# Web Scraping

Web scraping is a technique used to automatically extract large amounts of data from websites. It involves fetching the web pages and parsing the content to retrieve specific information, such as text, images, or links. This process is often done using programming languages like Python, with libraries such as BeautifulSoup or Scrapy, which help navigate the HTML structure of web pages.
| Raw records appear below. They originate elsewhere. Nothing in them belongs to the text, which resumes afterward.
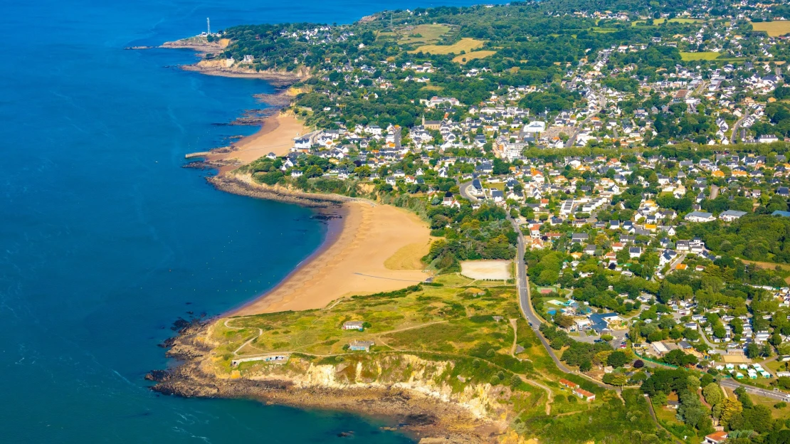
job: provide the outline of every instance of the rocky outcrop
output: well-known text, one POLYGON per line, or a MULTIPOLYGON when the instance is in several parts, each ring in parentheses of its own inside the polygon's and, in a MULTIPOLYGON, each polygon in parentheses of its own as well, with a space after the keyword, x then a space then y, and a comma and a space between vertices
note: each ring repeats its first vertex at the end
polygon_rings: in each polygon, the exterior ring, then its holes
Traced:
POLYGON ((226 59, 219 58, 204 59, 194 65, 183 65, 181 68, 186 71, 196 71, 212 76, 263 79, 277 88, 288 87, 310 75, 310 70, 305 66, 293 71, 258 70, 247 65, 232 63, 226 59))
POLYGON ((254 182, 249 175, 221 174, 206 178, 206 180, 217 190, 234 194, 289 202, 311 208, 329 208, 354 200, 353 198, 339 194, 305 193, 284 186, 260 184, 254 182))
POLYGON ((212 328, 211 322, 193 325, 171 341, 167 356, 182 363, 146 375, 156 382, 153 390, 386 417, 392 420, 384 428, 446 443, 495 442, 504 436, 506 420, 497 419, 509 415, 497 401, 501 389, 483 384, 453 393, 444 381, 452 362, 389 354, 317 364, 310 358, 292 356, 287 365, 261 365, 242 377, 223 370, 225 361, 213 354, 214 344, 208 339, 212 328))

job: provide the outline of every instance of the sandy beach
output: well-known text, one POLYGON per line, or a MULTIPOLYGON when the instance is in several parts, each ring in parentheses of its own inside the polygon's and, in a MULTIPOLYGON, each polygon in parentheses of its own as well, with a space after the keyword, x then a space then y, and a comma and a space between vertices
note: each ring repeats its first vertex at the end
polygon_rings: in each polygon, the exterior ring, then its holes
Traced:
POLYGON ((266 118, 261 129, 243 137, 227 152, 213 152, 207 162, 235 163, 241 165, 256 160, 269 152, 285 156, 294 145, 294 137, 310 132, 293 115, 279 113, 266 118))
POLYGON ((342 228, 271 292, 230 313, 249 315, 322 308, 348 295, 397 290, 423 281, 427 224, 404 209, 356 201, 344 205, 342 228))

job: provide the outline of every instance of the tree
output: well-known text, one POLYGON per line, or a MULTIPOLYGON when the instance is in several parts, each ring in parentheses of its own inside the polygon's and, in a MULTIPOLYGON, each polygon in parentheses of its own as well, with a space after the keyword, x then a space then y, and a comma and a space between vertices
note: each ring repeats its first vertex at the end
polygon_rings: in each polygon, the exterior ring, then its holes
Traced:
POLYGON ((760 357, 760 347, 754 342, 749 343, 746 346, 746 356, 750 359, 756 359, 760 357))
POLYGON ((755 405, 751 408, 743 410, 743 420, 758 433, 765 433, 771 429, 773 424, 773 419, 771 416, 771 409, 766 405, 755 405))
POLYGON ((726 427, 734 416, 740 415, 740 412, 743 411, 743 405, 740 401, 732 398, 727 398, 716 405, 716 408, 713 409, 713 415, 717 416, 717 414, 719 423, 726 427))
POLYGON ((702 389, 702 396, 705 397, 705 401, 711 405, 716 405, 721 402, 724 396, 721 393, 721 389, 719 388, 719 385, 716 382, 711 382, 702 389))
POLYGON ((623 367, 628 363, 630 359, 624 352, 617 350, 612 352, 609 357, 607 358, 606 362, 608 364, 613 367, 623 367))

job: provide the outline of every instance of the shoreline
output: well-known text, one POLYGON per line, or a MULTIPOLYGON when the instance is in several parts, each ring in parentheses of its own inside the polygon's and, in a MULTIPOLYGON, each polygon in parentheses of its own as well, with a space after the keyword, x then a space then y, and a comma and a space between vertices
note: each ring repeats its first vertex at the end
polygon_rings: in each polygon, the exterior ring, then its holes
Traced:
POLYGON ((427 254, 430 229, 407 210, 337 194, 261 185, 248 175, 220 173, 206 180, 222 191, 301 205, 330 218, 327 238, 315 251, 275 287, 223 317, 319 309, 348 295, 415 285, 430 276, 424 267, 414 268, 427 254), (396 257, 399 260, 388 265, 396 257))

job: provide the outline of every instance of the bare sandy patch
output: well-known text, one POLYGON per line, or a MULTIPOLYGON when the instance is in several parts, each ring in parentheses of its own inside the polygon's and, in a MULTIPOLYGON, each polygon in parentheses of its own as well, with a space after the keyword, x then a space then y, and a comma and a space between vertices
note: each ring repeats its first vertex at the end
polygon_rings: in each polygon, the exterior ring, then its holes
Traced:
POLYGON ((412 246, 428 245, 430 230, 425 222, 389 205, 359 201, 344 206, 343 229, 331 245, 273 290, 231 314, 322 308, 343 296, 398 290, 429 277, 421 269, 385 265, 404 247, 411 254, 402 257, 413 258, 417 248, 412 246))
POLYGON ((510 261, 464 261, 461 274, 472 279, 510 279, 510 261))
POLYGON ((404 245, 384 261, 384 266, 393 270, 423 269, 425 265, 420 259, 428 254, 430 248, 430 242, 404 245))

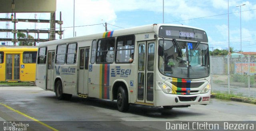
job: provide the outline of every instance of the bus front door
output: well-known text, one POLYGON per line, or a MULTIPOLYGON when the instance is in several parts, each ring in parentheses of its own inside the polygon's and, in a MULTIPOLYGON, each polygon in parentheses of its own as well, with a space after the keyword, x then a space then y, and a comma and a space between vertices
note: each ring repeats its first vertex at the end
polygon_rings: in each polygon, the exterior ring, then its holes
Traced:
POLYGON ((53 87, 54 87, 53 85, 54 80, 53 74, 54 73, 55 55, 55 52, 54 51, 48 51, 46 89, 53 90, 53 87))
POLYGON ((137 101, 152 104, 154 90, 154 41, 138 42, 137 101))
MULTIPOLYGON (((20 80, 20 55, 6 54, 6 80, 20 80)), ((20 66, 22 68, 25 67, 24 65, 20 66)))
POLYGON ((78 78, 78 93, 88 95, 88 64, 89 62, 89 47, 79 48, 79 64, 78 78))

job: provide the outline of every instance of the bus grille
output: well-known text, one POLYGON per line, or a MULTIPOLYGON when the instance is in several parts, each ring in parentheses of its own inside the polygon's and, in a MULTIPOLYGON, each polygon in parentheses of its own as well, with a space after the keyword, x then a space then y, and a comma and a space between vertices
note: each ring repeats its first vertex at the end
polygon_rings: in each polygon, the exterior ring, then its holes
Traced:
POLYGON ((196 96, 192 96, 190 97, 179 96, 179 99, 180 99, 180 101, 192 101, 196 100, 196 96))
MULTIPOLYGON (((190 91, 190 93, 198 93, 198 92, 199 91, 197 90, 197 91, 190 91)), ((176 91, 176 92, 177 92, 177 94, 184 94, 184 95, 190 95, 190 94, 187 94, 187 91, 176 91)))
POLYGON ((198 88, 204 83, 204 82, 194 83, 171 82, 171 83, 179 88, 188 87, 192 88, 198 88))

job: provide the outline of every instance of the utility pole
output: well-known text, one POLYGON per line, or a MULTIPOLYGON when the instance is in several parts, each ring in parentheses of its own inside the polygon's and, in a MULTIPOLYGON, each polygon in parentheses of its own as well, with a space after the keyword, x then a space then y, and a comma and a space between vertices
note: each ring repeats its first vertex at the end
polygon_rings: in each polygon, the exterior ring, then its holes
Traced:
POLYGON ((55 40, 55 12, 51 13, 50 40, 55 40))
POLYGON ((212 56, 213 56, 213 47, 209 47, 209 48, 212 48, 212 56))
POLYGON ((107 27, 107 22, 105 22, 105 31, 106 32, 108 31, 108 27, 107 27))

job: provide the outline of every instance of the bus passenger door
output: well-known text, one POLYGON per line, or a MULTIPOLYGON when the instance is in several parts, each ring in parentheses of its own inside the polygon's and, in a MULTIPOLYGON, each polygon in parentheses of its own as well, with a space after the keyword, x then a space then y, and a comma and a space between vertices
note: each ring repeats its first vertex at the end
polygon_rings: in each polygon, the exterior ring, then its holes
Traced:
POLYGON ((53 74, 54 73, 55 55, 55 52, 54 51, 48 51, 46 89, 53 90, 54 81, 53 74))
POLYGON ((79 48, 79 71, 78 78, 78 94, 88 95, 88 64, 89 52, 89 47, 79 48))
POLYGON ((6 80, 20 80, 20 55, 6 54, 6 80))
POLYGON ((154 41, 138 43, 137 102, 153 103, 155 44, 154 41))

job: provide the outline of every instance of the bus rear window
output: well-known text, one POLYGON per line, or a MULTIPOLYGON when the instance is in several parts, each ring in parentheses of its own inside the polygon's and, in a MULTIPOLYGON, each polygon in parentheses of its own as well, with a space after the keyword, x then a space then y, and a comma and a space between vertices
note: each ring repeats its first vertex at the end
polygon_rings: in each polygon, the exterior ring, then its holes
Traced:
POLYGON ((0 52, 0 63, 4 63, 4 52, 0 52))
POLYGON ((36 63, 36 52, 23 52, 23 63, 36 63))
POLYGON ((38 50, 38 58, 37 60, 37 64, 45 64, 46 62, 47 48, 46 47, 40 48, 38 50))

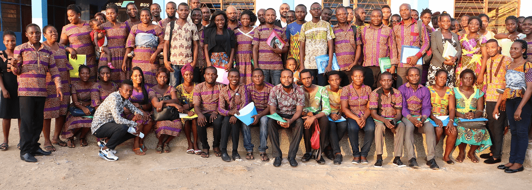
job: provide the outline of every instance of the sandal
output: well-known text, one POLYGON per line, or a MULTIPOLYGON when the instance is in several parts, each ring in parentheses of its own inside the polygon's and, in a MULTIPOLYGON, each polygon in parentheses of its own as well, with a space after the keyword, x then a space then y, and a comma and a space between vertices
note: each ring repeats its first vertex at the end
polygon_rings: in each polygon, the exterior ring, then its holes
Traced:
POLYGON ((255 160, 255 157, 253 157, 253 152, 247 152, 247 153, 246 154, 246 160, 255 160))
POLYGON ((167 143, 163 144, 163 149, 164 150, 164 153, 170 152, 170 146, 168 146, 168 144, 167 143))
POLYGON ((157 154, 160 154, 163 153, 162 145, 160 144, 157 145, 157 148, 155 148, 155 153, 157 154))
POLYGON ((89 145, 87 143, 87 140, 85 138, 79 138, 79 144, 81 145, 81 147, 87 146, 89 145))
POLYGON ((262 161, 267 162, 268 161, 270 161, 270 158, 268 157, 268 154, 267 154, 265 152, 261 152, 259 155, 260 155, 261 156, 261 158, 262 158, 262 161))
POLYGON ((0 150, 7 150, 7 148, 9 148, 9 145, 7 143, 3 143, 0 145, 0 150))

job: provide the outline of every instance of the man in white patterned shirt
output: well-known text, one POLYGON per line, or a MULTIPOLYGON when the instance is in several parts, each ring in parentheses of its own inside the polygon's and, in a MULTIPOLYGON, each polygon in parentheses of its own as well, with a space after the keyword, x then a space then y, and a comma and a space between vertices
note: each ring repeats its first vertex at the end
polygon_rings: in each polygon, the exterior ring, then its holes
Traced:
POLYGON ((94 113, 91 132, 97 138, 108 139, 106 143, 103 141, 98 142, 100 146, 98 156, 105 160, 118 160, 118 157, 114 156, 117 145, 135 137, 139 134, 139 132, 142 131, 142 126, 134 122, 142 118, 142 111, 128 100, 132 93, 133 83, 129 80, 124 80, 118 91, 109 94, 94 113), (120 115, 124 111, 124 107, 135 113, 132 120, 126 119, 120 115), (128 133, 130 127, 136 128, 136 132, 128 133))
Web scraping is useful for tasks like data analysis, price comparison, and gathering information for research, but it's important to respect the website's terms of service and ensure that scraping does not overload the server or violate any legal restrictions.

In [12]:
import requests
response = requests.get("http://api.github.com/events")
# print(response)
# print(response.status_code)
if(response.status_code == 200 ):
    print("successfully fetch the page")
    # print(response.headers)
    # print(response.headers['Content-type'])
    # to print content as a text 
    # print(response.text)
    
    #if the content type json print the content
    if 'application/json' in response.headers['Content-type']:
        data = response.json()
        print(data)
    else:
        print("some error happened while fetching the page")

        



successfully fetch the page


In [13]:
# This code snippet demonstrates how to send a POST request using the `requests` library in Python. 
# It first imports the `requests` module and then defines a dictionary `data` containing login credentials. 
# The URL for the POST request is set to 'https://httpbin.org/post'. 
# The `requests.post` function is used to send the POST request with the specified URL and data. 
# The response from the server is stored in the `response` variable. 
# The code then checks if the status code of the response is 200, indicating a successful request. 
# If the login is successful, it prints "login success" and the response text. 
# Otherwise, it prints "login failed" along with the status code.
import requests
data = {'username':'user', 'password':'pass'}
url = 'https://httpbin.org/post'
response = requests.post(url, data)
if response.status_code == 200 :
    print("login success")
    print(response.text)
else :
    print("login failed", response.status_code)    

login success
{
  "args": {}, 
  "data": "", 
  "files": {}, 
  "form": {
    "password": "pass", 
    "username": "user"
  }, 
  "headers": {
    "Accept": "*/*", 
    "Accept-Encoding": "gzip, deflate", 
    "Content-Length": "27", 
    "Content-Type": "application/x-www-form-urlencoded", 
    "Host": "httpbin.org", 
    "User-Agent": "python-requests/2.32.3", 
    "X-Amzn-Trace-Id": "Root=1-677f52c4-7e171bfc5da05ebe14d735f7"
  }, 
  "json": null, 
  "origin": "61.245.170.195", 
  "url": "https://httpbin.org/post"
}



In [9]:
# sending a GET request with query parameters
import requests 
url = 'https://example.com'
params = {'q': 'python', 'Category': 'books'}
response = requests.get(url )
if response.status_code == 200:
    print(response.url)
    print(response.text)
else:
    print('Request failed:', response.status_code)    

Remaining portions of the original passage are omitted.